Use Detection When Available
Larger food processing operations often use metal detectors or X-ray systems as a final safety net. Metal detectors are typically calibrated to catch particles as small as 1.5 millimeters for magnetic metals and 2.0 millimeters for non-magnetic metals. X-ray systems can detect an even wider range of materials, including stone, rubber, glass, plastic, and bone in both loose and packaged products. These machines should run at maximum sensitivity for the product being scanned.
Even in smaller food service settings without industrial detection equipment, the principle is the same: build in checkpoints. A final visual inspection of a plated dish, a quick scan of a salad for debris, or a check of a soup after blending all serve as low-tech detection steps that catch problems before they reach the customer.
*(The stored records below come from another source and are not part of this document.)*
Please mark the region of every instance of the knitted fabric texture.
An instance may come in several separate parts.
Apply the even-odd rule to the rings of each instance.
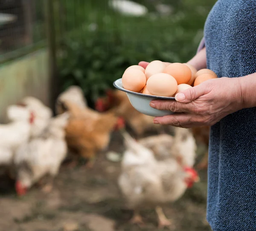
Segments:
[[[256,1],[218,1],[198,51],[204,45],[207,68],[218,77],[256,72]],[[244,109],[211,128],[207,219],[213,231],[256,231],[256,108]]]

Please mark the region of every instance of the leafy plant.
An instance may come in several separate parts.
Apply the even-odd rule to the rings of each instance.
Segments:
[[[127,67],[140,61],[186,62],[195,54],[215,2],[206,4],[196,0],[193,5],[195,0],[184,0],[187,3],[179,5],[168,17],[156,12],[125,17],[102,6],[90,5],[90,10],[83,12],[81,26],[66,33],[59,47],[63,90],[79,85],[93,101],[112,87]]]

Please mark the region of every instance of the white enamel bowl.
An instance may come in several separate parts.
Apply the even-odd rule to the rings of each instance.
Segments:
[[[163,111],[153,108],[149,106],[149,103],[153,100],[156,99],[175,100],[174,97],[149,95],[128,91],[122,87],[122,79],[116,80],[113,85],[116,88],[126,92],[133,106],[137,111],[145,115],[158,117],[174,114],[174,112],[170,111]]]

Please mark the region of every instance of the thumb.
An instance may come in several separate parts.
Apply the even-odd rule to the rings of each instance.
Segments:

What Physical Hazards Are Unavoidable vs. Avoidable
Food safety experts divide physical hazards into two categories. Avoidable hazards include things like glass fragments, jewelry, plastic pieces, and hair. These should never be in food, and they result from lapses in procedure. Unavoidable hazards are things like small bone fragments in certain meat products or tiny stones in field-harvested grains. These can be minimized but are inherently harder to eliminate completely.
The distinction matters because it shapes where you focus your effort. Avoidable hazards are entirely about discipline: wearing proper attire, following equipment protocols, and keeping foreign objects away from food. Unavoidable hazards require additional steps like sorting, sifting, careful deboning, and using detection equipment. A strong food safety program addresses both, but the avoidable hazards are where most failures happen and where individual food workers have the most control.